Flavivirus envelope protein (E) plays an important role in cellular infection, especially in virulence and antigenicity. E domain III of Tembusu virus (TMUV) is highly conserved among flaviviruses and contains four loop regions. However, the functions of the loop regions of TMUV E domain III in the viral life cycle have not yet been discovered. In this study, using a reverse genetics system, we performed site-directed mutagenesis on loops I, II, III, and IV of TMUV E domain III. Mutant 6 (S388A.G389A.K390A) showed better proliferation than the wild-type virus, while mutants 1–5 exhibited decreased in vitro infectivity, as determined by immunofluorescence assay (IFA).
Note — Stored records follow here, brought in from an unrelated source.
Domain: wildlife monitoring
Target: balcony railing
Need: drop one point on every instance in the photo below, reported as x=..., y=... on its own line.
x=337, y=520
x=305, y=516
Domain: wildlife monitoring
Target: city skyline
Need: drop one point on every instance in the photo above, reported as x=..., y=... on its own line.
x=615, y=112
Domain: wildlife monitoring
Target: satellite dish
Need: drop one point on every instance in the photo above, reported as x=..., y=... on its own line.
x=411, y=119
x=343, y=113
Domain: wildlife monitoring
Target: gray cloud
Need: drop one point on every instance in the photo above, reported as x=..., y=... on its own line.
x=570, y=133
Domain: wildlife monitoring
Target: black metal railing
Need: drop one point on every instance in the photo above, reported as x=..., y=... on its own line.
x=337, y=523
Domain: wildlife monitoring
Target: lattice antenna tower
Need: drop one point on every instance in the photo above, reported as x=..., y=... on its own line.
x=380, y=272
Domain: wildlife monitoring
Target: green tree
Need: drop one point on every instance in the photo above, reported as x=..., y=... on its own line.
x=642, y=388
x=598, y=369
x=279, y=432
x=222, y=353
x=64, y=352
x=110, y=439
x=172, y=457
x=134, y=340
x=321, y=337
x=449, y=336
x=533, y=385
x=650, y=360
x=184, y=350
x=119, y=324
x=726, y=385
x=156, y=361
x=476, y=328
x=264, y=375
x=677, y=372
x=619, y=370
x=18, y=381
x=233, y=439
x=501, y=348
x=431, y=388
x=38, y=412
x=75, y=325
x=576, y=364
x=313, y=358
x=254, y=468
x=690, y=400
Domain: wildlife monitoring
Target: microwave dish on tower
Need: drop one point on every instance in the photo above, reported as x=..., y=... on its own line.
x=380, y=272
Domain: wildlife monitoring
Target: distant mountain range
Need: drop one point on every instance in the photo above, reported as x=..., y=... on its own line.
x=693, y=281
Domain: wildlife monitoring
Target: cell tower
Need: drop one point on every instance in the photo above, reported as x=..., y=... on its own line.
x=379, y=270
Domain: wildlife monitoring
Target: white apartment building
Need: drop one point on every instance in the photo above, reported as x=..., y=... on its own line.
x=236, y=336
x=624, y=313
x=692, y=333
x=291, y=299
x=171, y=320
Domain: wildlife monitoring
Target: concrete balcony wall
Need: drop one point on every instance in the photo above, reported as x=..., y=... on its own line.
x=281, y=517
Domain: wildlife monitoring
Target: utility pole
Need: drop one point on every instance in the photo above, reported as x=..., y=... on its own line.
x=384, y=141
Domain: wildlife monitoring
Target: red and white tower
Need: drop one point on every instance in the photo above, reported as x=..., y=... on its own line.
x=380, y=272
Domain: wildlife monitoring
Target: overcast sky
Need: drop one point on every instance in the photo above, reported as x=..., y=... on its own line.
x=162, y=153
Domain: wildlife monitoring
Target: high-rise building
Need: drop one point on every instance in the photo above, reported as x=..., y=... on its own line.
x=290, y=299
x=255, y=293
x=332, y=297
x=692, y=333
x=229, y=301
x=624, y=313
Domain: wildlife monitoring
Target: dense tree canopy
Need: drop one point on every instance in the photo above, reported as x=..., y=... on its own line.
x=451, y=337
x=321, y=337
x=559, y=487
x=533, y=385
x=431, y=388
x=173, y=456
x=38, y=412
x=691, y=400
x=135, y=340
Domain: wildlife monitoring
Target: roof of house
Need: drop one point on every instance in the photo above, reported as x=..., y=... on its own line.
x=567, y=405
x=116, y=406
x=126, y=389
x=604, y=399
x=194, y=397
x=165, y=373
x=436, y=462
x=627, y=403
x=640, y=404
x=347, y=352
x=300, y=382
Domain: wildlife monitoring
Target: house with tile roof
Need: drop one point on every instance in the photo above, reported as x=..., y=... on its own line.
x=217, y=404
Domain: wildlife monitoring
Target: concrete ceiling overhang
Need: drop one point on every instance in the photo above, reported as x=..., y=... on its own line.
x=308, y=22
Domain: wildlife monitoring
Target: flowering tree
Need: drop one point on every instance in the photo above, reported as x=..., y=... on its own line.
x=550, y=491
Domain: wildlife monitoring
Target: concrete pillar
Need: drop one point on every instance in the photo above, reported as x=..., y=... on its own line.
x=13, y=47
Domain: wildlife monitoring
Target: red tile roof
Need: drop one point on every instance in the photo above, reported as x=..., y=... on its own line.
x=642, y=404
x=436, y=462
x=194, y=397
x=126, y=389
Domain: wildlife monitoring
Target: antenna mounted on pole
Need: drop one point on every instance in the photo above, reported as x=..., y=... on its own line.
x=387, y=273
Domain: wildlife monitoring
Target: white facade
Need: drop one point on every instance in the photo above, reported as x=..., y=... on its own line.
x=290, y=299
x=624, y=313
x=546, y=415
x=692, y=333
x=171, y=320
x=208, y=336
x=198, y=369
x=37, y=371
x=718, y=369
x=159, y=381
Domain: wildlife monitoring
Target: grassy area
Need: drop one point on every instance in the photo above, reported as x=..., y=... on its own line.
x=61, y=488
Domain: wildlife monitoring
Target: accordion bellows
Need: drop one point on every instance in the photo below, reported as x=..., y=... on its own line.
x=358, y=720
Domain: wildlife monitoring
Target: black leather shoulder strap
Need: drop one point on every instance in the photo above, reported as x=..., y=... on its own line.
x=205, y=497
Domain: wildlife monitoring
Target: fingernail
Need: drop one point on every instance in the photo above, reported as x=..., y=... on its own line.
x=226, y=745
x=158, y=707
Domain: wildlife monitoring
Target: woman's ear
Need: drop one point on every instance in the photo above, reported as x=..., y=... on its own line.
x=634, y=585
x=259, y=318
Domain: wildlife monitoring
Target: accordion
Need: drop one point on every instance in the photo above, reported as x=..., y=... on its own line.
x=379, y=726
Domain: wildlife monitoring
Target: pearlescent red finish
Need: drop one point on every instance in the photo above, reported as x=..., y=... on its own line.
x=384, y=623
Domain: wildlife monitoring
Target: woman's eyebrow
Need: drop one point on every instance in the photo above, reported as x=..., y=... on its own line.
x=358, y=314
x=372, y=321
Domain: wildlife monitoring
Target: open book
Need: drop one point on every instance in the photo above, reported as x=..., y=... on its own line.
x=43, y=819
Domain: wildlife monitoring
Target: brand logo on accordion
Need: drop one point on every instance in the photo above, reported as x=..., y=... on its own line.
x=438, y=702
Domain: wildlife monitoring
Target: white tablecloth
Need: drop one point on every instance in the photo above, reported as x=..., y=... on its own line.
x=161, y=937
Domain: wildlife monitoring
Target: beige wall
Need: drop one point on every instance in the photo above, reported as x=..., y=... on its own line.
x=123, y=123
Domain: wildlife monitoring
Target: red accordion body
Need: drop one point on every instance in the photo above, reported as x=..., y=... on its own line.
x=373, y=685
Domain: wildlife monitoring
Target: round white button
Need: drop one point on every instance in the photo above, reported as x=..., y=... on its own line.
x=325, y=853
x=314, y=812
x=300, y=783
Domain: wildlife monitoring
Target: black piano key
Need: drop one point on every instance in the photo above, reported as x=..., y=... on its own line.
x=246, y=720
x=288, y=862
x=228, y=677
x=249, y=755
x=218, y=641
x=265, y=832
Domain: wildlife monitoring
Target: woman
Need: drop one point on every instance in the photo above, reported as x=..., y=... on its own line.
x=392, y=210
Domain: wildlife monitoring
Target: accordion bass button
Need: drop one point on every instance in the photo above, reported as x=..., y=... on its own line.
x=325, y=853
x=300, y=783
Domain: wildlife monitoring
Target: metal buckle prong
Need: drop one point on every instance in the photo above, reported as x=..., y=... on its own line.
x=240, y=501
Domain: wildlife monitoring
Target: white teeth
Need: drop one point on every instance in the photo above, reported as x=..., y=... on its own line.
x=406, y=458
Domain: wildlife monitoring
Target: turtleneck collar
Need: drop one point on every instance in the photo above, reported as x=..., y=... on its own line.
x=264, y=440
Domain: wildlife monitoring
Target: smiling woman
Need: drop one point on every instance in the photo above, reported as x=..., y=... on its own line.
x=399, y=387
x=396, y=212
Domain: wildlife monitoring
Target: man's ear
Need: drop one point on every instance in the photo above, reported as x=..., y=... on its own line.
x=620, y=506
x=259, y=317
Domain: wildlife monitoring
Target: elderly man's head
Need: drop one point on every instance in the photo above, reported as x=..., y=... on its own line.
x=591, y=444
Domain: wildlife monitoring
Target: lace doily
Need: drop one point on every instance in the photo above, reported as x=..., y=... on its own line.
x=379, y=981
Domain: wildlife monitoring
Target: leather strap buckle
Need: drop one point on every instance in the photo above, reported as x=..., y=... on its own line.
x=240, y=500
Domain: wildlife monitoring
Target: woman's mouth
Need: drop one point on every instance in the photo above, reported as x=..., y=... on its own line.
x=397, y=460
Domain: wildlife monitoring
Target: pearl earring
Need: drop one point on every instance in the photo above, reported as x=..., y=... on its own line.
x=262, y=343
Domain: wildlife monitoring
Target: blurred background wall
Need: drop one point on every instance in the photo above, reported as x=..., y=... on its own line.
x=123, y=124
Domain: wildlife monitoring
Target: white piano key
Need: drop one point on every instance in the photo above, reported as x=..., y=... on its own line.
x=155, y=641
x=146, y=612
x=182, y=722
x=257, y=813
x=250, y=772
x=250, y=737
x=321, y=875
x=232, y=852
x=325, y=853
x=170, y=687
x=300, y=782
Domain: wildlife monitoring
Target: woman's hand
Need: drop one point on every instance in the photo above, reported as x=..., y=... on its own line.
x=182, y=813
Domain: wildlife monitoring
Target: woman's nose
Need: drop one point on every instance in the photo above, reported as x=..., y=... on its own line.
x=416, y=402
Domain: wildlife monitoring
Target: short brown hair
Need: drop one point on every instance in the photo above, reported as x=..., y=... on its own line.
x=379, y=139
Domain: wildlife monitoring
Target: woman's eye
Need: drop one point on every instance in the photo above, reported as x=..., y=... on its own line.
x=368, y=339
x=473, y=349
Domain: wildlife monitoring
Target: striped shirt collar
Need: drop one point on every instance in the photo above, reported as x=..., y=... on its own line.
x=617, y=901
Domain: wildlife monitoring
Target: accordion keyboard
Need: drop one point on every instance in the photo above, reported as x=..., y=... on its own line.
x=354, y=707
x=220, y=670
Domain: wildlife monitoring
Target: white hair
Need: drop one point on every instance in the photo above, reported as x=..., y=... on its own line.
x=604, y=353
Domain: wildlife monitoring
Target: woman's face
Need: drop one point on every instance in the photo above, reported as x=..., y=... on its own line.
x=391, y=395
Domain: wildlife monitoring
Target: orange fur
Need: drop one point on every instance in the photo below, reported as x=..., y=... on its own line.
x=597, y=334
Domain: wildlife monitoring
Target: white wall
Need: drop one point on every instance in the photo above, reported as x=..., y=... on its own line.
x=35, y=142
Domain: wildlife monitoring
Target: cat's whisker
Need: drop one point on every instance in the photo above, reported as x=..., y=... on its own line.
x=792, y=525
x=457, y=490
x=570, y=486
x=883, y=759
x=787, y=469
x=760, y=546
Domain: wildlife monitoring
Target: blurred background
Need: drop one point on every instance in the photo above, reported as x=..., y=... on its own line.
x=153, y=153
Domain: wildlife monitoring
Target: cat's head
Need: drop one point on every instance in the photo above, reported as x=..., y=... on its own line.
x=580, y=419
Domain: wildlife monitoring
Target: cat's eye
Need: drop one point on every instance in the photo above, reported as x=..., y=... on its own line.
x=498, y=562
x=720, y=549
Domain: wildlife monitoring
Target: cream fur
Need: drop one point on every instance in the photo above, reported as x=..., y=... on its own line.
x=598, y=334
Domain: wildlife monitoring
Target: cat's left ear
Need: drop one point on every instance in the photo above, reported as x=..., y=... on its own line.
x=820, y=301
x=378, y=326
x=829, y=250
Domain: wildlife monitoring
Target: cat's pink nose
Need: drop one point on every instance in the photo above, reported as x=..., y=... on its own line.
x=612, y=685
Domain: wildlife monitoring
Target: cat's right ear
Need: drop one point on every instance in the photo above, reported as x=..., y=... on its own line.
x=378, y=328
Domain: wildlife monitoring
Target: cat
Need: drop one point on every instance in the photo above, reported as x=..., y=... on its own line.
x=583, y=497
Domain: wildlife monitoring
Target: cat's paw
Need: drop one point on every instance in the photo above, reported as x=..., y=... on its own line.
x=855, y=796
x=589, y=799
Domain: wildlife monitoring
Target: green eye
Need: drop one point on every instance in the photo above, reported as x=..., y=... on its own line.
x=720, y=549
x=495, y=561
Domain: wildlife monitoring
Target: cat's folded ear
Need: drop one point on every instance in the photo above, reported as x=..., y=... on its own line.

Based on a TMUV replicon system, the mutations exhibited no apparent effect on TMUV RNA replication. Subcellular fractionation assays and packaging system assays indicated that mutations in loops II–IV (T332A, T332S, S365A.S366A.T367A, and S388A.G389A.K390A, respectively) disrupted virion assembly. Moreover, loops I–IV played an important role in virus binding and entry, while mutant 6 (S388A.G389A.K390A) exhibited robust activity in virus entry. Taken together, our findings indicated the critical role of the loop regions in TMUV E domain III in the virus entry and assembly process.